The screw press of the polymerization module provides fixing of up to 10 bar pressure, and the high pressure supply port maintains a pressure of 6 bar during the entire polymerization process.

The separation of the cuvette 2 together with the capsule 5 and the fixing frame with the screw press 1 from the pneumatic cylinder 9 must be performed not after the cooling process, as in the existing devices (after about 90 min), but after the injection of the cuvette ( after 5 min).

The two modules - the injection and the polymerization, are technically interconnected elements of the device, first using the injection module, and then the polymerization in the manufacture of removable plaque prostheses.

Using the utility model

The utility model is used as follows.

By means of a valve 10, compressed air 6 bar is supplied and the cylinder injects the plastic into the cuvette through its piston 13 and the piston of the capsule 17. Through the same valve, air is supplied in the opposite direction and the cylinder removes the piston from the capsule. The fixing bracelet 8 is lifted and the fixing brackets 7 are released. The cuvette 2 together with the capsule 5 and the fixing frame with a screw press 1 are separated from the pneumatic cylinder.

2391 UI

A lid 15 with a seal 16 is fixed to the cuvette 2, in the holder 4 of which remains the capsule 5 with the rest of the material 6, which is pressed with a screw press 14 with two fixing brackets 7 'and a fixing bracelet 8'. The screw press provides fixing up to 10 bar pressure. A high pressure supply port 12 is attached to the lid 15, which maintains a pressure of 6 bar during the entire polymerization process.

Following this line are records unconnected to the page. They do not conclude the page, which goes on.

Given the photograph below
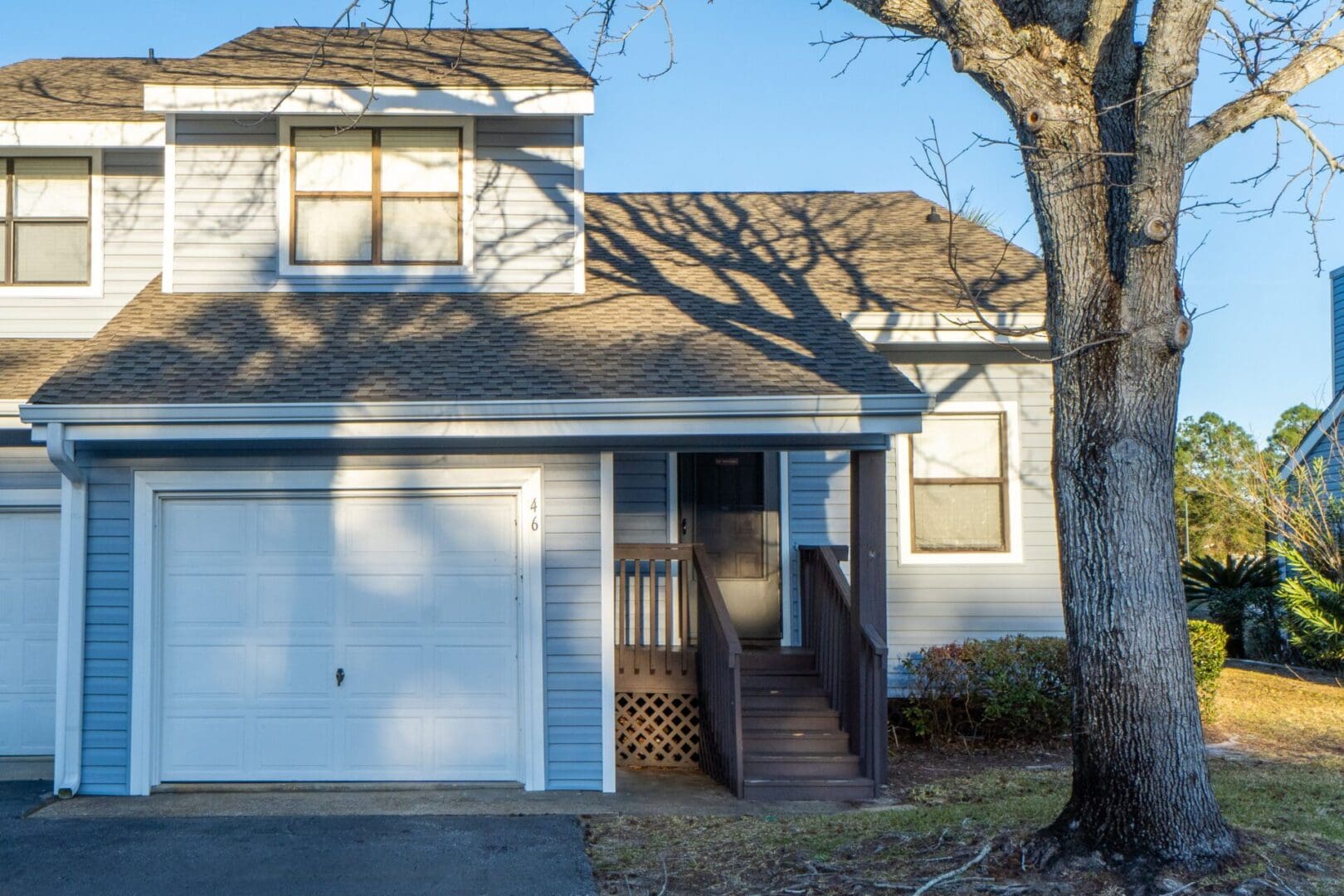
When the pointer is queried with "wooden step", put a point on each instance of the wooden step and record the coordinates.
(800, 766)
(838, 789)
(796, 742)
(784, 700)
(784, 659)
(778, 720)
(761, 679)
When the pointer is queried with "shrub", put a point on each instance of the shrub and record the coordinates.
(1209, 650)
(1239, 596)
(1315, 610)
(1014, 688)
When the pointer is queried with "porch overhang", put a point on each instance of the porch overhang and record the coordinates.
(851, 422)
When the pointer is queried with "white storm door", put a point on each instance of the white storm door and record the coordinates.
(339, 638)
(30, 550)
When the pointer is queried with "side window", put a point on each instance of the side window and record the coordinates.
(958, 484)
(45, 230)
(377, 197)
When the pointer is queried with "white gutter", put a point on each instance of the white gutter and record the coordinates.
(61, 453)
(816, 418)
(387, 100)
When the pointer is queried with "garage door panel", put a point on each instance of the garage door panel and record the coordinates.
(207, 747)
(381, 528)
(476, 599)
(39, 664)
(416, 598)
(41, 538)
(379, 599)
(39, 599)
(295, 528)
(205, 598)
(206, 528)
(290, 599)
(385, 742)
(208, 670)
(30, 546)
(468, 674)
(296, 743)
(288, 670)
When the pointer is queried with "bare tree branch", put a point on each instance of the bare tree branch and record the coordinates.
(1268, 100)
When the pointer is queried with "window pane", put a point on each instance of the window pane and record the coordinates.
(958, 518)
(957, 446)
(334, 163)
(51, 187)
(420, 162)
(420, 230)
(334, 230)
(51, 253)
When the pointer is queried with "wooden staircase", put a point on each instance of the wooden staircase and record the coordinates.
(791, 740)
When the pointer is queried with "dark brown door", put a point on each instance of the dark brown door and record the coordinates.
(730, 504)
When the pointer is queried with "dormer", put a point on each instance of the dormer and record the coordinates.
(357, 160)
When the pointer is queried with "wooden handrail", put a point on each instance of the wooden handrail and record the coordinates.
(719, 660)
(851, 657)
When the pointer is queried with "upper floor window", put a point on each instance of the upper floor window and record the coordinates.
(958, 484)
(46, 231)
(377, 197)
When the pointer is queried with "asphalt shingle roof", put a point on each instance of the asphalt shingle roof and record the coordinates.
(110, 89)
(687, 295)
(24, 363)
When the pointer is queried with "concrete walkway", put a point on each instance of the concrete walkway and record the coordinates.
(643, 793)
(320, 855)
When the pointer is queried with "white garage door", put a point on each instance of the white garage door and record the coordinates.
(339, 638)
(30, 546)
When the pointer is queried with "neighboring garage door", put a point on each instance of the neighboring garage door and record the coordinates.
(410, 601)
(30, 546)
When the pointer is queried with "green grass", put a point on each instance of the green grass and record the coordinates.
(1283, 786)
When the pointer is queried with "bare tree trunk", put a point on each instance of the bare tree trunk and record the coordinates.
(1140, 790)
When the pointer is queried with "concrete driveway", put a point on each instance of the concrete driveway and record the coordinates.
(293, 855)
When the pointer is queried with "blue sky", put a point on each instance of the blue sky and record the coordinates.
(750, 105)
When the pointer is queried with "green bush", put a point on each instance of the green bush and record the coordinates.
(1238, 592)
(1315, 610)
(1014, 688)
(1209, 649)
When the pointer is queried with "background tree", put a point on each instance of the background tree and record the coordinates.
(1098, 95)
(1213, 462)
(1288, 431)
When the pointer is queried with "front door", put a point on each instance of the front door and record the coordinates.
(730, 504)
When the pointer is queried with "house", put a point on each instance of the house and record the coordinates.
(1322, 441)
(348, 438)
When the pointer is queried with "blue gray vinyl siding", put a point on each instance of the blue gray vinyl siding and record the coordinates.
(132, 253)
(930, 605)
(572, 582)
(226, 234)
(1337, 325)
(640, 483)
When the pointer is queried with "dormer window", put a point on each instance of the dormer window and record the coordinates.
(45, 229)
(377, 197)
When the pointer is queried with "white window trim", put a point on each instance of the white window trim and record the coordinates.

The polymerization of acrylic plastic takes place in heating water. This is the polymerization module (Fig. 2) and by means of the sealed lid, which replaces the pressure of the pneumatic cylinder and ensures constant injection of plastic during the whole polymerization process, it is possible to separate injection molding processes and subsequent heat polymerization of acrylic plastic. Thermal polymerization ends with cooling. Thus, with the same pneumatic cylinder and the n-cell cuvettes with sealed lids and fixing frames, the n-number plaque prostheses can be mass-produced at the same time (Fig. 3).

Claims (2)

Claims A polymerization module comprising a fixing frame with a screw press (1) in which a cuvette (2) with a plaque prosthesis (3) pre-injected with acrylic plastic is fixed, with a holder located in the upper part of the cuvette (2) ), in which a capsule (5) with pre-mixed acrylic plastic is placed, characterized in that on the cuvette (2) by means of two fixing brackets (7 ') provided by a fixing bracelet (8') and a screw press (14) , a cover (15) with a seal (16) and a high pressure supply outlet (12) is placed. Application: 3 figures Literature 1. Stoeva I., Abadjiev Μ. Ivoclar's I vocap technology - a guarantee for high mechanical strength of whole prostheses. KSF and UXO, Sofia, 2009, issue 1, pp. 36-39. 2. Abadzhiev M. Comparative characteristic of the mechanical strength of complete dentures performed by standard technique and Ivocap technology, Journal of IMAB - Annual Proceeding (Scientific papers) 2009, book 2, p. 36-39.